Using Pi-hole as a DNS Server for my Tailnet
After recently setting up Pi-hole as my home DNS server and network-wide ad blocker, I wanted to be able to use it when I’m away from home on mobile data as well. I also wanted all of my servers (such as my Mastodon instance) to use the same DNS infrastructure.
I already use Tailscale across my devices. My Raspberry Pi, which runs Pi-hole, is configured as an exit node for situations where I’m on dodgy Wi-Fi. However, I don’t want to route all traffic from all devices through my home network. Exit nodes are inherently slower: they’re limited by upstream bandwidth and by the CPU cost of decrypting and re-encrypting every packet.
Fortunately, with a small amount of additional configuration, it’s possible to make every device in your Tailnet use Pi-hole only for DNS, without routing general traffic through an exit node. Here’s how.
Configure Pi-hole to accept Tailnet traffic
First, Pi-hole needs to accept DNS queries originating from your Tailnet. By default, Pi-hole only accepts connections from local devices, which is the correct and safe default, as you don’t want to open your Pi-hole to the internet.
However, if your firewall rules are sane and you understand the implications, you can relax this restriction. In the Pi-hole admin UI, go to Settings → DNS → Interface settings and select Permit all origins.
Before enabling this, make sure you read the official documentation so you understand exactly what this option does and when it’s appropriate.

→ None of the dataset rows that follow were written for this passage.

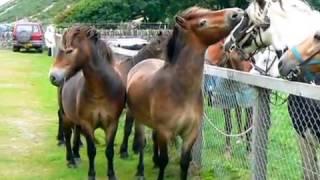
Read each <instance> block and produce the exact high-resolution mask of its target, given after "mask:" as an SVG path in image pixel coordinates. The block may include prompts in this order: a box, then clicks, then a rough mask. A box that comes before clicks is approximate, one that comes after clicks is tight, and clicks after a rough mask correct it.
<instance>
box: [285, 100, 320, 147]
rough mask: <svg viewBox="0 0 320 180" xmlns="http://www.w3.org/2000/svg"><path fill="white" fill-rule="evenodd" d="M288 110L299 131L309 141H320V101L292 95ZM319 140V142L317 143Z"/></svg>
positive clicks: (316, 143)
mask: <svg viewBox="0 0 320 180" xmlns="http://www.w3.org/2000/svg"><path fill="white" fill-rule="evenodd" d="M288 110H289V114H290V117H291V119H292V123H293V126H294V128H295V130H296V131H297V133H298V134H299V135H301V136H302V137H304V138H306V139H307V140H308V141H309V142H312V143H313V144H317V143H319V142H320V128H319V127H320V104H319V101H315V100H312V99H308V98H304V97H299V96H294V95H290V96H289V98H288ZM316 142H317V143H316Z"/></svg>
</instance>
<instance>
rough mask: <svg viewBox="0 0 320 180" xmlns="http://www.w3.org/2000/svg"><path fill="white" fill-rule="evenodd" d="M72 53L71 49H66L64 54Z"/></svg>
mask: <svg viewBox="0 0 320 180" xmlns="http://www.w3.org/2000/svg"><path fill="white" fill-rule="evenodd" d="M72 52H73V49H72V48H67V49H66V50H65V53H66V54H70V53H72Z"/></svg>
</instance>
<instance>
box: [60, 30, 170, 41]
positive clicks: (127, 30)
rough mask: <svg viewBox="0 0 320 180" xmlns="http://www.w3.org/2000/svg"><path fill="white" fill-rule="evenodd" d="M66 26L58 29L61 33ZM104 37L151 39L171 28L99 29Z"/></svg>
mask: <svg viewBox="0 0 320 180" xmlns="http://www.w3.org/2000/svg"><path fill="white" fill-rule="evenodd" d="M65 30H66V28H63V29H58V30H57V32H58V33H59V34H63V32H64V31H65ZM98 31H99V32H100V35H101V38H102V39H108V38H129V37H135V38H142V39H146V40H151V39H152V38H153V37H155V36H156V35H157V34H158V33H159V32H160V31H162V32H164V33H168V32H170V31H171V30H170V29H161V28H160V29H130V28H129V29H98Z"/></svg>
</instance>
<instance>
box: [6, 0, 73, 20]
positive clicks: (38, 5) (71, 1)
mask: <svg viewBox="0 0 320 180" xmlns="http://www.w3.org/2000/svg"><path fill="white" fill-rule="evenodd" d="M74 2H76V0H41V1H40V0H37V1H35V0H15V1H12V2H9V3H7V4H4V5H3V6H1V7H0V12H3V11H4V10H6V9H7V8H10V7H12V8H11V9H9V10H8V11H7V12H5V13H3V14H0V22H13V21H15V20H16V18H17V19H21V18H25V17H30V16H33V18H36V19H38V20H41V21H42V23H52V21H53V19H54V17H55V16H56V15H58V14H59V13H62V12H63V11H64V10H65V9H66V6H67V5H70V4H73V3H74ZM53 3H54V5H53V6H52V7H51V8H50V9H49V10H48V11H46V12H43V10H44V9H46V8H47V7H49V6H50V5H51V4H53Z"/></svg>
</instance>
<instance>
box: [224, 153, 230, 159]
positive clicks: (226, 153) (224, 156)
mask: <svg viewBox="0 0 320 180" xmlns="http://www.w3.org/2000/svg"><path fill="white" fill-rule="evenodd" d="M224 157H225V158H226V159H227V160H230V159H231V152H226V153H225V154H224Z"/></svg>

Install Tailscale on the Pi-hole host
Tailscale has excellent installation documentation, so I won’t repeat it here.
If you’re feeling lazy, don’t mind running a remote install script directly from the internet, and generally live the YOLO lifestyle, you can install it with:
curl -fsSL https://tailscale.com/install.sh | sh
Otherwise, follow the manual installation steps in the docs.
Configure Tailscale DNS to use Pi-hole
Next, tell Tailscale to use your Pi-hole instance as a DNS resolver for the entire Tailnet.
- Open the Tailscale Admin Dashboard and navigate to the DNS tab.
- Scroll to Nameservers and click Add nameserver.
- Select Custom.
- Enter your Pi-hole’s Tailscale IP address.
- Optionally enable Use with exit node if you also want DNS to work when an exit node is active.
- Click Save.
At this point, most devices should automatically start using Pi-hole for DNS resolution.
Accept DNS and subnet routes on Linux clients
In practice, I found that some Linux machines picked up the new DNS configuration immediately, while others didn’t. I haven’t dug deeply into why this happens, but the fix was simple.
On the affected machines, explicitly tell Tailscale to accept both DNS settings and subnet routes:
tailscale set --accept-routes
tailscale set --accept-dns
After running these commands, DNS resolution started flowing through Pi-hole as expected.
Result
That’s really all there is to it. Every device in my Tailnet now uses Pi-hole for DNS, regardless of location, without forcing all traffic through an exit node. This gives me ad blocking, internal name resolution, and consistent DNS behaviour everywhere, while keeping latency and bandwidth usage to a minimum.